21. A method as claimed in any of claims 2 to 20, wherein the data stored on the memory chip is compared after completion of one or all test procedures, to information stored on the laboratory control system or central database. 22. A method as claimed in claim 21, wherein discrepancies between the test data on the memory chip and that stored in the central database or laboratory control system will cause the sample to undergo appropriate re- testing.

23. A method as claimed in any of the preceding claims, wherein the sample specific data incorporates details of sample prioritisation.

24. A method as claimed in any of the preceding claims, wherein the memory chip is connectable to the exterior of a sample carrier.

25. A method as claimed in any of claims 1 to 23 wherein the memory chip is integrally formed with the sample carrier. 26. A method as claimed in any of the preceding claims, wherein the memory chip is a random access memory chip, connected to an aerial. 27. A sample carrier for use with a method as claimed in any of the preceding claims, comprising a base, side walls upwardly extending therefrom so as to define a lumen, the upper periphery of the side walls defining an opening through which a sample may be introduced into the lumen, and an addressable non-volatile memory chip attached to the sample carrier and to which sample specific data may be stored and from which said data may be retrieved electronically using wireless transmission.

28. A sample carrier as claimed in claim 27, wherein a resealable cap is provided to removably close the opening.

29. A sample carrier as claimed in either of claims 27 or 28, wherein the memory chip is integrally formed with the material of the sample carrier. 30. A sample carrier as claimed in either of claims 27 or 28, wherein the memory chip is permanently attached to the sample carrier after manufacture.

31. A sample carrier as claimed in either of claims 27 or 28, wherein the memory chip is removably attached to the sample carrier after manufacture.

32. A method according to any of claims 1 to 26, wherein the sample is derived from a medical patient, and clinical testing is performed on the sample.

33. A method as claimed in claim 32 wherein the patient is provided with an addressable non-volatile tagging chip to which patient data may be stored and from which said data may be retrieved electronically using wireless transmission.

34. A method as claimed in claim 33, wherein information concerning the patient is read from the tagging chip and transferred to the memory chip in the sample carrier as part of the sample specific data.

35. A method as claimed in any of claims 33 or 34, wherein the details of the test or tests to be performed on the sample are loaded onto the tagging chip before sampling occurs.

36. A method as claimed in any of claims 33 to 35, wherein a requestor loads details of samples to be taken and tests to be performed on to the tagging chip, which samples are subsequently taken and loaded into a sample carrier by a sampler.

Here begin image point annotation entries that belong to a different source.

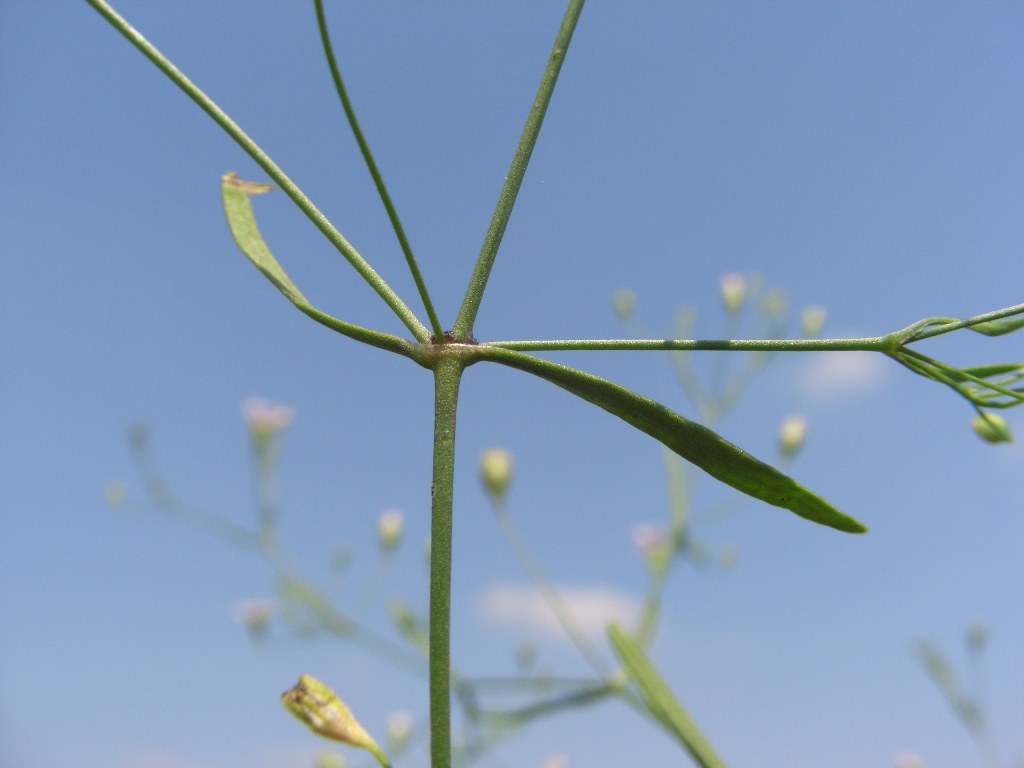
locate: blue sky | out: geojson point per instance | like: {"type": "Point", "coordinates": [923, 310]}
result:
{"type": "Point", "coordinates": [867, 157]}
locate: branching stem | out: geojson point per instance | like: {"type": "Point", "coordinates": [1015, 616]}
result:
{"type": "Point", "coordinates": [493, 240]}
{"type": "Point", "coordinates": [263, 160]}
{"type": "Point", "coordinates": [368, 156]}
{"type": "Point", "coordinates": [448, 373]}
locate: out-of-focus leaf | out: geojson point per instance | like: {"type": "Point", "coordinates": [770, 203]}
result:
{"type": "Point", "coordinates": [659, 699]}
{"type": "Point", "coordinates": [696, 443]}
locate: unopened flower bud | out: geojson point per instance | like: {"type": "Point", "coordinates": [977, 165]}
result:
{"type": "Point", "coordinates": [525, 656]}
{"type": "Point", "coordinates": [733, 292]}
{"type": "Point", "coordinates": [318, 707]}
{"type": "Point", "coordinates": [992, 428]}
{"type": "Point", "coordinates": [330, 759]}
{"type": "Point", "coordinates": [265, 419]}
{"type": "Point", "coordinates": [389, 527]}
{"type": "Point", "coordinates": [399, 728]}
{"type": "Point", "coordinates": [115, 494]}
{"type": "Point", "coordinates": [812, 320]}
{"type": "Point", "coordinates": [625, 302]}
{"type": "Point", "coordinates": [496, 471]}
{"type": "Point", "coordinates": [792, 432]}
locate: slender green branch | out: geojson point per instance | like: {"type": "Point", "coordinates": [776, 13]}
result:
{"type": "Point", "coordinates": [368, 156]}
{"type": "Point", "coordinates": [870, 343]}
{"type": "Point", "coordinates": [939, 326]}
{"type": "Point", "coordinates": [448, 373]}
{"type": "Point", "coordinates": [263, 160]}
{"type": "Point", "coordinates": [493, 240]}
{"type": "Point", "coordinates": [536, 571]}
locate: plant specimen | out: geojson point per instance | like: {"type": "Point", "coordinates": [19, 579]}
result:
{"type": "Point", "coordinates": [446, 353]}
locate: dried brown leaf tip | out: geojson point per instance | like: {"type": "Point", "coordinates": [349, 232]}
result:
{"type": "Point", "coordinates": [250, 187]}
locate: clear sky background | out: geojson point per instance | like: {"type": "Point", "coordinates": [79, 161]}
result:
{"type": "Point", "coordinates": [866, 157]}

37. A method of taking and labelling a sample from a patient, comprising the steps of:

- providing the patient with a identifying tag including an addressable non-volatile tagging chip to which patient data may be stored and from which said data may be retrieved electronically using wireless transmission;

- programming patient data onto the tagging chip;

- taking a test sample from the patient and loading the sample into a sample carrier having an addressable non-volatile memory chip to which data may be stored and from which said data may be retrieved electronically using wireless transmission; and

- electronically reading the patient data from the tagging chip and using said patient data to program sample specific data onto the memory chip.